Berpose di pinggir Kawah Papandayan.

Menjelang sore hari, rombongan tiba di Pondok Saladah, tempat berkemah yang tak ubahnya seperti objek wisata karena memiliki fasilitas yang cukup lengkap dengan warung makan, toilet umum, dan musola. Meskipun kala itu akhir pekan biasa, bukan masa liburan, Pondok Saladah sudah dipenuhi banyak tenda. Pemandu kami pun bergerilya hingga sedikit memasuki kawasan hutan untuk mencari lapak guna mendirikan tenda.

Di tengah perjalanan menuju Pondok Saladah.
Setelah tenda berdiri, masing-masing kelompok mulai menyiapkan masakan masing-masing. Surprisingly, ternyata di gunung kita bisa menanak nasi dan memasak lauk dan sayuran yang cukup lengkap. Sedap sekali rasanya menikmati masakan rumah dengan dikelilingi nuansa alam. Jika masih lapar, jangan khawatir karena banyak warung yang menyajikan mi instan, lontong tahu, gorengan, dan lain-lain. 

Senja menjelang, hari mulai gelap. Suhu pun mendadak jadi super dingin. Langsung saja saya menghangatkan diri dengan jaket gunung. Sebenarnya dari awal perjalanan tadi kita sudah memakai jaket gunung, namun ternyata gunung di siang hari panas dan terik sehingga kami pun melepasnya. 

Hari yang gelap, suhu yang dingin menimbulkan rasa mager yang amat sangat. Saya memilih untuk beristirahat di tenda usai makan malam. Di dalam tenda, saya membungkus diri dengan kantung tidur. Rasa dingin akhirnya dapat diblokir. Hari yang melelahkan membuat saya cepat terlelap malam itu. Sementara yang lain memilih untuk menyaksikan bintang-bintang Galaksi Bimasakti di langit malam Papandayan. 

Keesokan harinya, agenda kami dimulai pagi-pagi sekali untuk melihat matahari terbit atau sunrise. Menjelang subuh kami dibangunkan dan diminta untuk bersiap. Mada dan saya pun bergegas, namun Sekar memilih untuk tidak ikut. Sepertinya ia masih kelelahan dan tidak tahan dengan suhu pegunungan yang dingin.

Pemandangan matahari terbit di Gunung Papandayan, nampak Gunung Cikuray di kejauhan.
Goeber Hood menjadi tempat kami menyaksikan terbitnya matahari dari Papandayan. Nampak dalam pandangan kami Gunung Cikuray yang merupakan gunung tertinggi di Garut. Perlahan mentari pun mulai meninggi, kami kembali berjalan ke destinasi selanjutnya, yaitu Hutan Mati. 

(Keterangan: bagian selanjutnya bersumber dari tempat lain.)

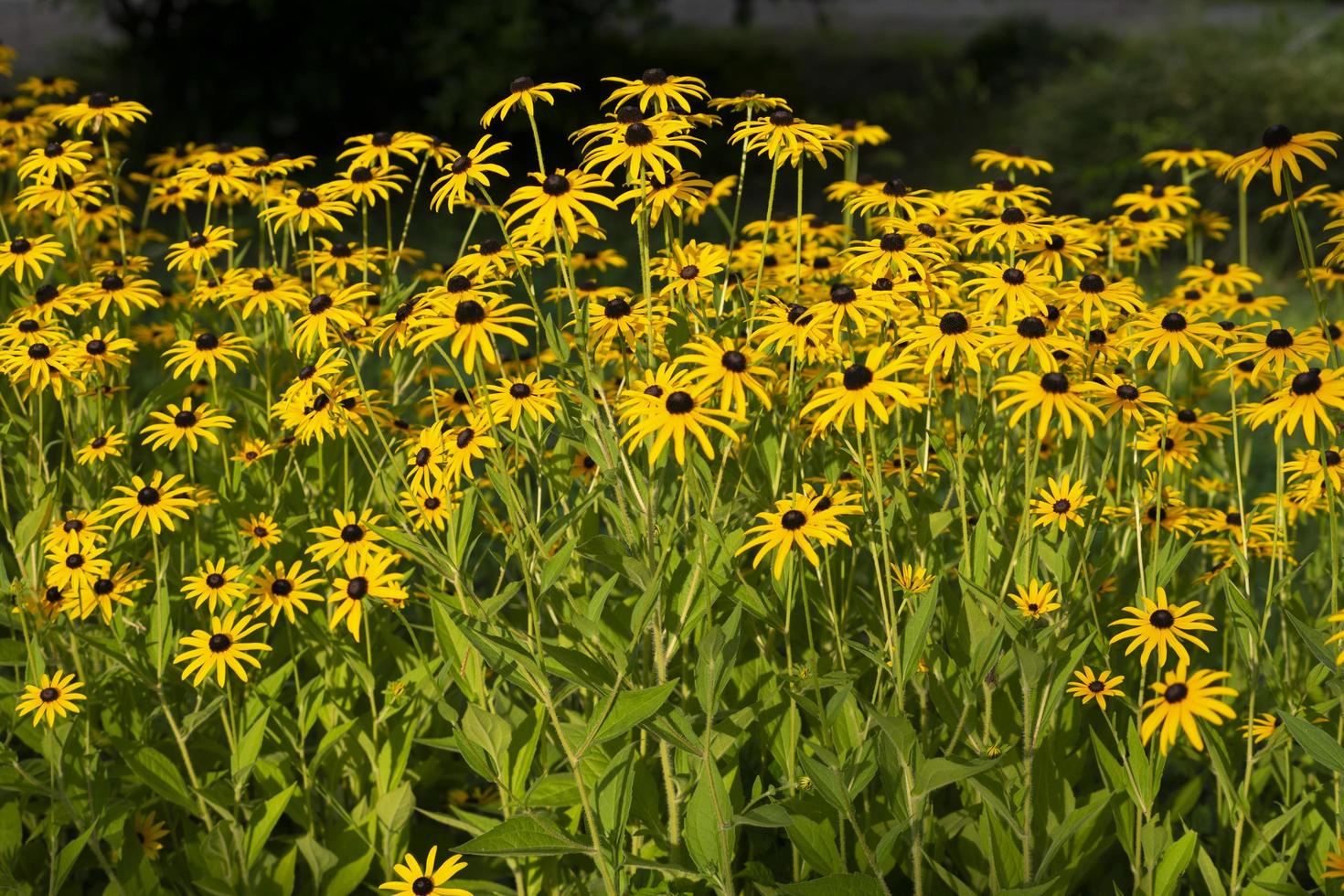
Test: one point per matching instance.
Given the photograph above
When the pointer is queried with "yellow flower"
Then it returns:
(220, 649)
(1181, 700)
(54, 695)
(1037, 600)
(1100, 686)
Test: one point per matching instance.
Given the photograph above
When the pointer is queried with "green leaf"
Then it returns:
(1175, 861)
(1318, 746)
(915, 635)
(348, 875)
(937, 773)
(826, 781)
(523, 836)
(1313, 640)
(766, 816)
(33, 523)
(159, 774)
(702, 821)
(1211, 875)
(249, 746)
(66, 859)
(260, 829)
(631, 709)
(837, 885)
(1075, 821)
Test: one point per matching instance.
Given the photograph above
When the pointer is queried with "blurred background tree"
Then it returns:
(1083, 83)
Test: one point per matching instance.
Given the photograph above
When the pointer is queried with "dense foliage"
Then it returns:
(657, 535)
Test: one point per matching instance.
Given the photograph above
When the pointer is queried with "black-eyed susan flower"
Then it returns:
(1306, 400)
(368, 578)
(1135, 403)
(794, 524)
(283, 590)
(186, 422)
(657, 89)
(100, 113)
(100, 448)
(468, 171)
(1052, 394)
(1035, 600)
(471, 320)
(1221, 277)
(1281, 148)
(784, 137)
(558, 205)
(220, 649)
(646, 149)
(1280, 347)
(157, 503)
(625, 318)
(54, 695)
(912, 578)
(28, 257)
(860, 389)
(57, 159)
(102, 351)
(1167, 446)
(429, 508)
(669, 417)
(306, 209)
(1187, 157)
(1029, 335)
(1174, 335)
(1163, 626)
(215, 583)
(1011, 159)
(379, 146)
(206, 351)
(366, 185)
(260, 531)
(109, 589)
(1061, 501)
(328, 316)
(200, 249)
(1095, 686)
(1183, 699)
(466, 443)
(126, 293)
(528, 397)
(949, 336)
(523, 93)
(352, 536)
(414, 879)
(1101, 300)
(39, 366)
(731, 367)
(149, 832)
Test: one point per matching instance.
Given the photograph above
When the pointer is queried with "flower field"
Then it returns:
(480, 513)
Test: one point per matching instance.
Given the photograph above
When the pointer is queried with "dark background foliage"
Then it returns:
(300, 76)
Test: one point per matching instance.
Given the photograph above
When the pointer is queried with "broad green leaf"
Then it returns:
(1318, 746)
(159, 774)
(937, 773)
(837, 885)
(260, 827)
(523, 836)
(631, 709)
(1174, 863)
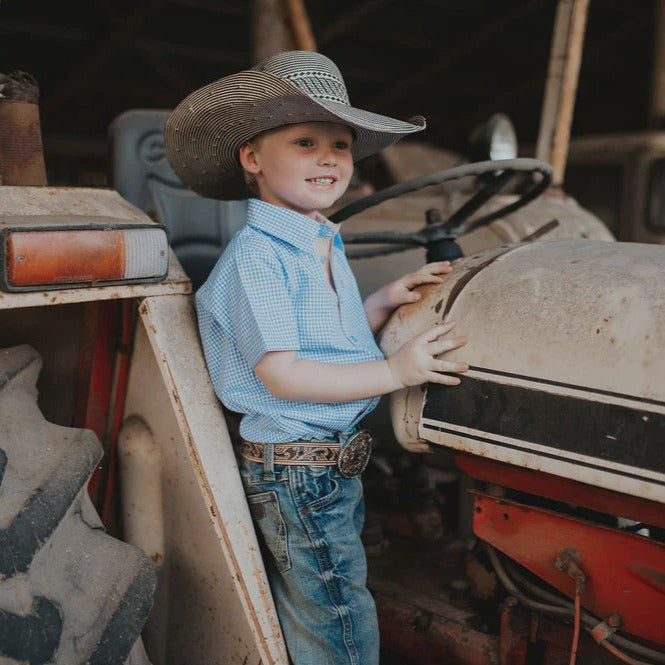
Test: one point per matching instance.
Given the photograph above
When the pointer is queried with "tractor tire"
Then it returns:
(69, 593)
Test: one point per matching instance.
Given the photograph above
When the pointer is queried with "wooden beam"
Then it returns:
(270, 31)
(657, 95)
(527, 87)
(561, 88)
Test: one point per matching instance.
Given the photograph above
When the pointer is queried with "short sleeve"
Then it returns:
(261, 311)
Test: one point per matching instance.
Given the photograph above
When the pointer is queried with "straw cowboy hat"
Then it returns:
(203, 134)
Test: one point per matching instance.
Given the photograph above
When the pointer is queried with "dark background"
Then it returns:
(454, 61)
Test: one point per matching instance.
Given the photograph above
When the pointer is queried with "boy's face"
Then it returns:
(304, 167)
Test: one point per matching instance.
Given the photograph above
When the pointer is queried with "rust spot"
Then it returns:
(466, 278)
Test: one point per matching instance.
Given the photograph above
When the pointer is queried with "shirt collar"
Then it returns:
(293, 227)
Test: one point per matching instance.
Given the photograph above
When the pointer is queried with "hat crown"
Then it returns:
(316, 75)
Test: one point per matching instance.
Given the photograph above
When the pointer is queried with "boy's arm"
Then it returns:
(380, 304)
(290, 378)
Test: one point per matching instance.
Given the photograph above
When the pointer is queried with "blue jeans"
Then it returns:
(309, 520)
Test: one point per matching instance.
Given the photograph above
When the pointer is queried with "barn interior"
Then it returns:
(456, 63)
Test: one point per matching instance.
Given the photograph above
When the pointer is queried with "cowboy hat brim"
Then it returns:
(204, 132)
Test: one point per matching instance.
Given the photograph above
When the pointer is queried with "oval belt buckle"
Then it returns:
(355, 454)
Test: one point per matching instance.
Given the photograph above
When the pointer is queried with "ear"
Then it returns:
(249, 158)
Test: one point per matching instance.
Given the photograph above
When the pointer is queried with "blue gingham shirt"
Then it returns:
(269, 292)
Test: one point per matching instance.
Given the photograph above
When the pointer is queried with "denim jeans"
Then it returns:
(309, 520)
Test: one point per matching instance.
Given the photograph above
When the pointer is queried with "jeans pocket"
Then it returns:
(317, 487)
(268, 517)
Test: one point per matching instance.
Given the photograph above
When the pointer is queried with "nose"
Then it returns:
(328, 156)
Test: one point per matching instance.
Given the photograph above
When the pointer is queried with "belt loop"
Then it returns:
(269, 461)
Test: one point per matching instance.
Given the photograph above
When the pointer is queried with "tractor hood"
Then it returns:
(566, 345)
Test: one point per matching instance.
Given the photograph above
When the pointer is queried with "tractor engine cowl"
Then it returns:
(566, 345)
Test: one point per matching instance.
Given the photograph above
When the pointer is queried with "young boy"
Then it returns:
(288, 341)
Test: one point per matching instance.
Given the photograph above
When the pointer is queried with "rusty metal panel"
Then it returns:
(624, 573)
(213, 604)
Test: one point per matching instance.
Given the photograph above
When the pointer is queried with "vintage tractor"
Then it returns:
(558, 422)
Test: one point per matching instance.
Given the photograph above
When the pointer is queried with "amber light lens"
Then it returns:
(62, 257)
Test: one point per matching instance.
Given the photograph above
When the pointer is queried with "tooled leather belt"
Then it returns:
(350, 458)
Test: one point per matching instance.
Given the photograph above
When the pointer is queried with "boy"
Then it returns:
(288, 341)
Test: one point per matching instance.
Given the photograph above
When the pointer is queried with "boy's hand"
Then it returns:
(400, 291)
(381, 303)
(416, 362)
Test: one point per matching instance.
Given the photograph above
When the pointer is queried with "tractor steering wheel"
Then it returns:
(439, 238)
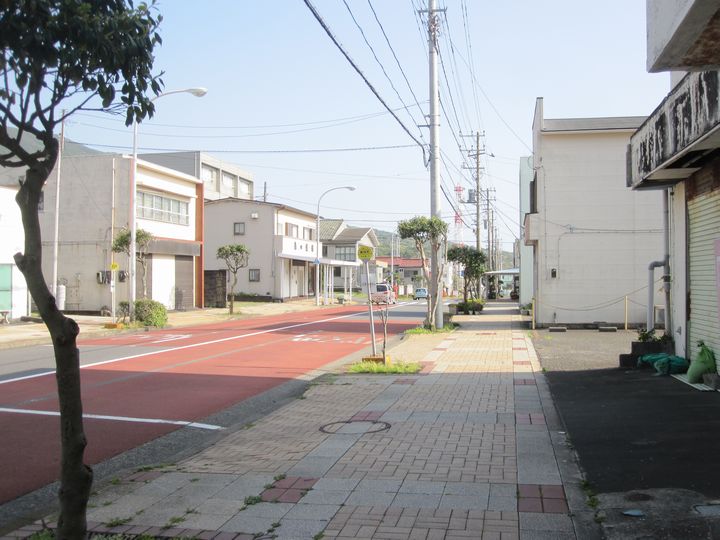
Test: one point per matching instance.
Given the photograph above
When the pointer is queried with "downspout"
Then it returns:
(665, 263)
(666, 277)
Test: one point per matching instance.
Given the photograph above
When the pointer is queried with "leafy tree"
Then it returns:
(121, 244)
(235, 257)
(66, 55)
(473, 263)
(433, 232)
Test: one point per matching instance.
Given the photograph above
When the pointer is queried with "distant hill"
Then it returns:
(407, 249)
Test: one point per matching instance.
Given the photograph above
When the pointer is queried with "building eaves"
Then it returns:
(278, 206)
(616, 123)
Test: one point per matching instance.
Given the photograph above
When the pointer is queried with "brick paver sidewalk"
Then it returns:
(463, 451)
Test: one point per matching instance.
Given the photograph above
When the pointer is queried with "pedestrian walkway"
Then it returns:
(464, 450)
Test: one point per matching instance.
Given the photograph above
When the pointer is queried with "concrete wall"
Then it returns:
(595, 235)
(12, 238)
(526, 252)
(87, 230)
(258, 238)
(678, 267)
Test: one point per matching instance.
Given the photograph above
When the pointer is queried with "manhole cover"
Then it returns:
(708, 509)
(637, 496)
(356, 426)
(643, 442)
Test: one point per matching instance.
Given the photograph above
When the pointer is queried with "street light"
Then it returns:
(317, 242)
(197, 92)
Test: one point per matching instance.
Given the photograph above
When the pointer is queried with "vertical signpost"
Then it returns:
(365, 253)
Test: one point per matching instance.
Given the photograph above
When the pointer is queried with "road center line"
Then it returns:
(192, 345)
(185, 423)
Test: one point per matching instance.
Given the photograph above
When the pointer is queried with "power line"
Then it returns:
(225, 151)
(382, 67)
(397, 61)
(357, 69)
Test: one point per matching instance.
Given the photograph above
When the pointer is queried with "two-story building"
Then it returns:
(93, 209)
(341, 242)
(14, 301)
(592, 238)
(220, 178)
(675, 153)
(282, 243)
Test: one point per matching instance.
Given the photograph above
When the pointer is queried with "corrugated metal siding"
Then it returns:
(703, 230)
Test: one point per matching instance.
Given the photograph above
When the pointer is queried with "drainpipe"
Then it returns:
(666, 276)
(665, 263)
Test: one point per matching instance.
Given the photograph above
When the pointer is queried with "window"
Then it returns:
(345, 253)
(243, 190)
(229, 182)
(160, 208)
(209, 177)
(291, 230)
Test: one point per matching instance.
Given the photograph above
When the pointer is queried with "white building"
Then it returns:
(341, 242)
(13, 290)
(525, 250)
(592, 238)
(282, 245)
(94, 195)
(677, 150)
(220, 178)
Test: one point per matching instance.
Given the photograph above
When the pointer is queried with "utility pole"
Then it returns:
(478, 170)
(436, 262)
(56, 243)
(487, 225)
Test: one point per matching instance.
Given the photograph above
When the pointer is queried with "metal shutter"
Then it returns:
(184, 280)
(703, 231)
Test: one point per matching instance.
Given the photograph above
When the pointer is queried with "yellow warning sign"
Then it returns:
(365, 253)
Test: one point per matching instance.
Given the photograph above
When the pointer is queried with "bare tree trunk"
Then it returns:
(430, 320)
(232, 293)
(143, 264)
(75, 477)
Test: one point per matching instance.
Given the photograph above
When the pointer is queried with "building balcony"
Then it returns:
(679, 136)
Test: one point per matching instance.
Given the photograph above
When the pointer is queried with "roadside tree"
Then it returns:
(121, 244)
(430, 231)
(473, 263)
(235, 257)
(61, 56)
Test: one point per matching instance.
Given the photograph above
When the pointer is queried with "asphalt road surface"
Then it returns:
(140, 386)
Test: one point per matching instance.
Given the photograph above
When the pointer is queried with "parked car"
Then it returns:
(383, 295)
(420, 292)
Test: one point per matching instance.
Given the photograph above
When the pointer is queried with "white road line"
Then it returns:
(192, 345)
(120, 418)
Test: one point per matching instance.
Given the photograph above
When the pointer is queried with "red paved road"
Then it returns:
(203, 370)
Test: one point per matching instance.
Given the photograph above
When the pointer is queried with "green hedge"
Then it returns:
(150, 313)
(471, 306)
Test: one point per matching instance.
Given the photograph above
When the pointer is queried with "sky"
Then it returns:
(284, 103)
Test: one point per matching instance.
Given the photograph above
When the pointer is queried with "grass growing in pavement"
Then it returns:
(377, 367)
(449, 327)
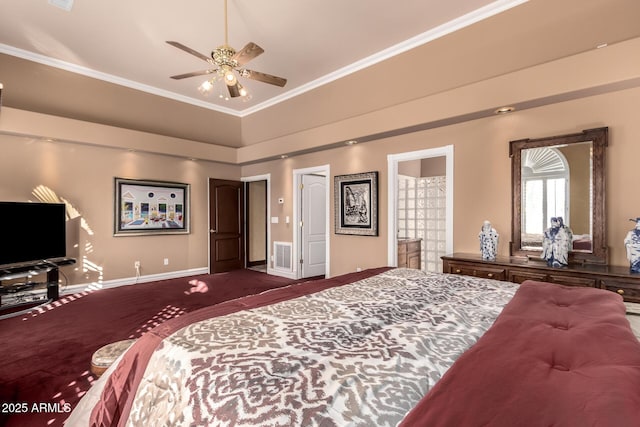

Tak lama, kami tiba di Hutan Mati. Erupsi Kawah Papandayan membuat pepohonan di atasnya menjadi mati. Tanah yang dipijak pun memutih bercampur abu vulkanik. Pemandangan yang sekilas mengingatkan pada suasana Kawah Putih di Ciwidey, Bandung. Bedanya area Hutan Mati Papandayan lebih luas.

Hamparan edelweiss di Tegal Alun.

Puas menikmati Hutan Mati, kami mendaki ke Tegal Alun. Di sanalah kami dapat melihat hamparan padang edelweiss yang sangat lebat. Pemandangan indah yang jarang ditemui karena tidak semua gunung memiliki alun-alun yang dihiasi tanaman edelweiss yang begitu lebatnya. Sayangnya, tidak semua orang memiliki itikad baik untuk menjaga kelestarian alam karena ada saja tangan-tangan nakal yang memetik bunga, mencorat-coret papan penanda, hingga buang sampah sembarangan.

Sekar berpose di Hutan Mati saat perjalanan pulang.
Lengkap sudah pengalaman mendaki saya di Gunung Papandayan. Sayang sekali jika harus melewatkan semua itu. Saya pun kembali ke tenda untuk makan siang lalu bersiap pulang. Jalur turun yang kami tempuh sedikit berbeda dari jalur pendakian kemarin karena kami berkesempatan kembali melewati Hutan Mati.  Rombongan pun mengabadikan momen kebersamaan sebelum kami pulang ke kota masing-masing. Pada akhirnya Papandayan menjadi permulaan yang indah untuk memulai pendakian bersama kawan.